Australia, he says, sees “in the Trump administration a very different and worrying America.” (While it may not be an indicator of his politics, it is worth noting that Vargehse served as Liberal Party Prime Minister John Howard’s foreign advisor; the Liberal party is now in opposition to Albanese’s Labor party.)
One of the most respected national security experts in Australia, John Blaxland, said these demands of allies are “the likes of which have not been seen in living memory.
“This spans not just tariffs, but also increased defense spending. American policymakers appear oblivious or unconcerned about the blowback they are generating,” said Blaxland, the head of the DC office of the Australian National University. “It is this context which makes the US demands for a broad-ranging and largely open-ended commitment over the defense of Taiwan, in advance of any conflict, so extraordinary and unhelpful.”
While Blaxland does not call for Australia to pull out of AUKUS, he cautions that “the overt and confronting nature of Washington’s demands means Prime Minister Anthony Albanese effectively has no option but to push back” against Washington’s demands.
Taking the argument a step further, Albert Palazzo, who was the longtime director of war studies for the Australian Army, argued in a mid-June discussion of AUKUS that Colby’s review, “should be welcomed by all Australians as an opportunity for the Albanese government to scrap the agreement and wean itself off US dependency.”

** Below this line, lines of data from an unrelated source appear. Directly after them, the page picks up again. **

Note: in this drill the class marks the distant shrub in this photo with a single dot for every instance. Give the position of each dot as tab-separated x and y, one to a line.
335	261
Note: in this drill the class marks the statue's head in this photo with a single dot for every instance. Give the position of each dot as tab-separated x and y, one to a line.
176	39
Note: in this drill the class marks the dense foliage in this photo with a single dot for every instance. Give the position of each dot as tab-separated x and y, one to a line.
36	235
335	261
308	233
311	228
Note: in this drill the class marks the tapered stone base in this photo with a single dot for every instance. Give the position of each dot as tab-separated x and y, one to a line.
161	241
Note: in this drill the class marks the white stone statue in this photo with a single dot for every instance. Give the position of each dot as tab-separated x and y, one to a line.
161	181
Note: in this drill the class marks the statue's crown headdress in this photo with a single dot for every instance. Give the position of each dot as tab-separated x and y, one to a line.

Palazzo, now an adjunct professor at the University of New South Wales in Canberra, believes the review is a chance “for our political leaders to exercise their most important responsibility: asserting the nation’s sovereignty and equipping Australia to provide for its national security on its own.” Palazzo concluded his recent piece saying that, “AUKUS remains an affront to Australian sovereignty.”
While many experts in Australia have questioned AUKUS or raised concerns about Australia’s long and close relationship with the United States in recent weeks. Jennifer Parker, a career naval officer now at the University of New South Wales, says that “quitting [AUKUS] would be reckless. A capable navy, centered on nuclear-powered submarines, underwrites our security and economy.”

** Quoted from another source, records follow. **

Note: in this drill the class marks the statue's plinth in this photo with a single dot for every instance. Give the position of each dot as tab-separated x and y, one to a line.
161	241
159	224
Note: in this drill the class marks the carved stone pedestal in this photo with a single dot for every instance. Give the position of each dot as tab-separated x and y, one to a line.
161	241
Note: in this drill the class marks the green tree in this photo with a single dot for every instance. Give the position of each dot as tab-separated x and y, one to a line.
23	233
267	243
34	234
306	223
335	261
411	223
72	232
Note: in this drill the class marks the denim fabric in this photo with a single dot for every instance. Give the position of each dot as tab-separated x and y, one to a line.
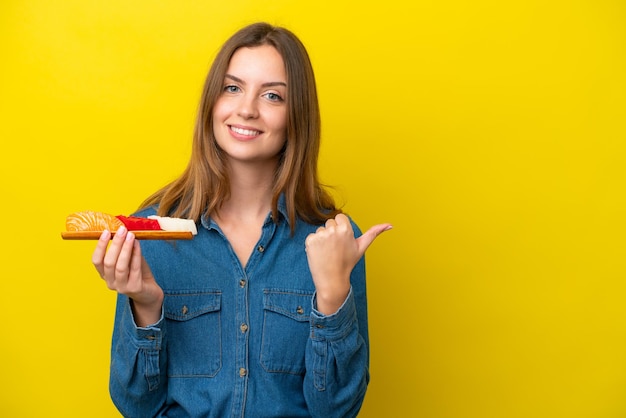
235	342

Instead of Varghese’s argument that AUKUS’ costs will distort the Australian Defense Force, with much of the money going to nuclear-powered attack boats instead of conventional military needs, Parker argues “that view ignores the blunt military facts of defending an island continent. This is precisely the moment to steady the course on AUKUS, not abandon it.”
Even AUKUS supporters say the recent moves by the United States have helped highlight the perils of the current situation, which Albanese has said repeatedly are the most dangerous strategically since World War II.

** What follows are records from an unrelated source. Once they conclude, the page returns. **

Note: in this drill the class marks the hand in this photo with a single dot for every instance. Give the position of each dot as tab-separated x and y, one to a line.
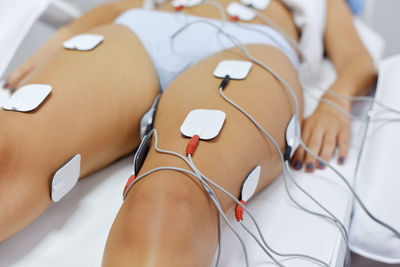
322	132
23	71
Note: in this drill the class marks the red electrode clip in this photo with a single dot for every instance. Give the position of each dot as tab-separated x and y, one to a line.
130	181
239	211
192	145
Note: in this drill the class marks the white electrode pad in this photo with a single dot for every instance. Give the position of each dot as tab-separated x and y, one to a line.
236	69
249	185
291	137
83	42
257	4
186	3
28	97
242	12
205	123
65	178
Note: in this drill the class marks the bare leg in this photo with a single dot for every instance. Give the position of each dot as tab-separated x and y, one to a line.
167	219
95	108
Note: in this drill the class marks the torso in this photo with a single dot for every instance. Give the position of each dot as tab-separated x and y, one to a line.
276	11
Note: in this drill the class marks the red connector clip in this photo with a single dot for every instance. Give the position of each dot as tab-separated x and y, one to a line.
179	8
234	18
239	211
130	181
191	147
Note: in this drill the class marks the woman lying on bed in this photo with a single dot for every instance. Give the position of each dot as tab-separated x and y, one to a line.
100	96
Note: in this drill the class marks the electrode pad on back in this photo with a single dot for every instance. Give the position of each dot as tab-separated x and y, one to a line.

Ian Langford, a professor at the University of New South Wales in Sydney, wrote recently that “clinging to AUKUS without confronting the deeper risks it now exposes would be a strategic mistake. From an Australian perspective, the submarine pathway is on a slow fuse: first deliveries are not expected until the early 2030s. Meanwhile, the risk of major power conflict in the Indo-Pacific is accelerating, with a potential flashpoint involving China and the US as early as 2027.”
While policy and political elites debate the fate of AUKUS and Australian defense spending, support for AUKUS remains solid among the Aussie public, according to Lowy’s annual poll on national security and foreign policy issues.
“As the geopolitical landscape rapidly shifts, half the population (51%) say Australia should increase defence spending, while a minority (37%) say spending should remain at about the same level as now. Majority support for acquiring nuclear-powered submarines under AUKUS has held firm (67%),” the report on the poll says.
However, that poll was conducted between March 3 and 16, before reports about the AUKUS review became public, so it is unclear if the tide is turning.